Navigating my Yearning for Spontaneous Intimacy Whilst Seeking a Committed Partnership
Being a gay man in my late 40s, I’ve spent many, largely pleasurable years pursuing casual sex with other men from my teenage years. During my fourth decade, I was in a serious relationship that lasted a significant period, however it never fully satisfied me, in that I felt neither loved nor intimately fulfilled. The fact is that my constant desire has been for uncommitted intimacy. Whenever I begin to date a potential partner, when the initial excitement fades, I always get the urge to have sex with other men again.
Questioning the Possibility of Exclusive Commitment
Currently, I'm contemplating if I’ll ever be able to maintain a faithful partnership. I'm aware that many gay men engage in non-monogamous arrangements, but from my observations, they appear demanding, often causing significant pain and jealousy among all parties. In many ways, I desire a partner to care for me while letting me remain sexually free, however I fear the emotional drain this might create. Is it best to keep having casual sex and acknowledge that a lasting partnership may be unattainable? I’m feeling a bit lost.

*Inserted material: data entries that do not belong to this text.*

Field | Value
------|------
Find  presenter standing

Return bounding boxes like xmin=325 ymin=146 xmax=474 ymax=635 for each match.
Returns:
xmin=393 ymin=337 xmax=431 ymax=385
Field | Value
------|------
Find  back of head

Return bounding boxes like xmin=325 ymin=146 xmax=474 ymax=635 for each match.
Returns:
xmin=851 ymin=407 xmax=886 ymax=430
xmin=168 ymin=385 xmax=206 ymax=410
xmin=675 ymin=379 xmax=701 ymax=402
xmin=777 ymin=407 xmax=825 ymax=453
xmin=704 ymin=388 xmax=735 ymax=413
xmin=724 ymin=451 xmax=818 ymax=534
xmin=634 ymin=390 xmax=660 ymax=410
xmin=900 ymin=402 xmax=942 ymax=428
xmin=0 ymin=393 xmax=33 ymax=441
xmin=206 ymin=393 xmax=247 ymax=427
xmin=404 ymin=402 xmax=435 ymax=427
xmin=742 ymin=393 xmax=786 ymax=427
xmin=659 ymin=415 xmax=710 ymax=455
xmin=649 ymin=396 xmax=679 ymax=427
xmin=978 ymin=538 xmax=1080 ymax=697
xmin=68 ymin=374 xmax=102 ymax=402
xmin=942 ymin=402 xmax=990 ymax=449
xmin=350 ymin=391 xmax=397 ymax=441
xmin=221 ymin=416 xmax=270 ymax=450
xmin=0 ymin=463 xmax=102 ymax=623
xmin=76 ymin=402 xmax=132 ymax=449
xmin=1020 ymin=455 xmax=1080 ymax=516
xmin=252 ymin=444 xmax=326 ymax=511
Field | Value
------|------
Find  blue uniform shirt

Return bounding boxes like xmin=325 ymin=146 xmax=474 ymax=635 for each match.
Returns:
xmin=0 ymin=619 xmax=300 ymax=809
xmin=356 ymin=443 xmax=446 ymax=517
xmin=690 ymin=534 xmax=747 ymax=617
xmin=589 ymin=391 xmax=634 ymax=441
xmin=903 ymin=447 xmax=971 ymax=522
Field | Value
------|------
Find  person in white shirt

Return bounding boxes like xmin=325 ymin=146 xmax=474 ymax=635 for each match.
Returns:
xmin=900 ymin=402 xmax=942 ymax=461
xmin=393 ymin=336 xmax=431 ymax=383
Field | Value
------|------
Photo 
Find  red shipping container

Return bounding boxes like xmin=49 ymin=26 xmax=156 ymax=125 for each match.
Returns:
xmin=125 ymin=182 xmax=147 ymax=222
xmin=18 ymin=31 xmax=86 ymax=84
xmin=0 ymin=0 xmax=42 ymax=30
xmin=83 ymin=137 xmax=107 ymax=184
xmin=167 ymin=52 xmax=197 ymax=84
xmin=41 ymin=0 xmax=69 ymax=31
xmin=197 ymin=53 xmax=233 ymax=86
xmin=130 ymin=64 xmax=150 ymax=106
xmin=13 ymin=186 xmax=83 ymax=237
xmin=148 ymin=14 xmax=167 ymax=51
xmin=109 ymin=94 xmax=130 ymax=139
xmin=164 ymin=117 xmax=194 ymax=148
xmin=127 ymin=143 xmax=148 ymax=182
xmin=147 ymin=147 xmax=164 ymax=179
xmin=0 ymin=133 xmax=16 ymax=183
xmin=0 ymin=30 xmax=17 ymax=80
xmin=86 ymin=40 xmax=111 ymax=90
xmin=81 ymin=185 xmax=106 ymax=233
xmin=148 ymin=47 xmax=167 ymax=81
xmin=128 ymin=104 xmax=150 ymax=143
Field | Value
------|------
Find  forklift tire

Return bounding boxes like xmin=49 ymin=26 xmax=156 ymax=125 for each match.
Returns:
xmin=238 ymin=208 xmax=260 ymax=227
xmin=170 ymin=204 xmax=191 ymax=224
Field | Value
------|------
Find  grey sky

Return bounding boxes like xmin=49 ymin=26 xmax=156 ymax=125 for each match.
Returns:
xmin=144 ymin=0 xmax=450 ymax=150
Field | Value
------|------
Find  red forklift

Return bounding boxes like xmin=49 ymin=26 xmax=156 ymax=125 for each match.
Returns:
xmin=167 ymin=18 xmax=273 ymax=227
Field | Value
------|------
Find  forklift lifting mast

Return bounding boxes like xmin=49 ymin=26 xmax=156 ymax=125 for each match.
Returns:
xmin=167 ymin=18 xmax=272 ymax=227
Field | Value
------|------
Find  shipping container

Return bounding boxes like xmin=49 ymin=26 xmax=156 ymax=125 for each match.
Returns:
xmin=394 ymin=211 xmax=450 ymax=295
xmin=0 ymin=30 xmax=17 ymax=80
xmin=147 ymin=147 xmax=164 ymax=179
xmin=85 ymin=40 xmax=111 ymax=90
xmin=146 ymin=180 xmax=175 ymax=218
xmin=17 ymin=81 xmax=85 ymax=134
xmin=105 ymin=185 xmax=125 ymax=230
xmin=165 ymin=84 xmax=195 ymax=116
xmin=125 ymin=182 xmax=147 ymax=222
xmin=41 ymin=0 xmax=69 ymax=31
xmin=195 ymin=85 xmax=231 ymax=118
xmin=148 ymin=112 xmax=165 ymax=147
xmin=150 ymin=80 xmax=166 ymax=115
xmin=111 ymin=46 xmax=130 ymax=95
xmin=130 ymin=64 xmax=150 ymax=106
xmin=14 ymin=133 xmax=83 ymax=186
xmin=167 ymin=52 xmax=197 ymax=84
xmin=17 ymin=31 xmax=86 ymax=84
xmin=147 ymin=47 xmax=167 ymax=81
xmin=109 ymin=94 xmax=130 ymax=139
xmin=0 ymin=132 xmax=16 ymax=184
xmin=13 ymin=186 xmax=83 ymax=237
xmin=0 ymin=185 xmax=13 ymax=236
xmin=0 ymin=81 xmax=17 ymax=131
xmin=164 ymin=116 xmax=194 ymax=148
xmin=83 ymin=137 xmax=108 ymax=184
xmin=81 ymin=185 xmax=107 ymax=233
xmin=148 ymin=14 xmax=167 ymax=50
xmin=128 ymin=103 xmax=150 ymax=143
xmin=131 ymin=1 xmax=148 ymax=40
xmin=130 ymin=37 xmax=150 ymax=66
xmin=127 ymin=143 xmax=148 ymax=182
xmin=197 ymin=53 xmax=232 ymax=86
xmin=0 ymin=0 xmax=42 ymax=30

Each individual's sexual journey varies. Avoid considering of your relationship needs or your ability to handle various forms of sexual unions in a finite way. What you need in your current state may well change in the future; eventually you might become more decisive and discover some clarity and a suitable route … or perhaps not. At some point you could encounter someone offering a transformative opportunity to you through mirroring your desires in a holistic fashion … and at another point you may choose that casual connections are best for you. Worrying about the future and playing endless speculation is merely anxiety-based and a waste of your energy. Try to be present in your relationships, and see the worth of every individual with whom you might have a sexual connection. If and when you are ever ready to deepen genuine closeness with a single person, it will be clear.
- Pamela Stephenson Connolly practices as a US-based therapy professional focusing on addressing sexual disorders.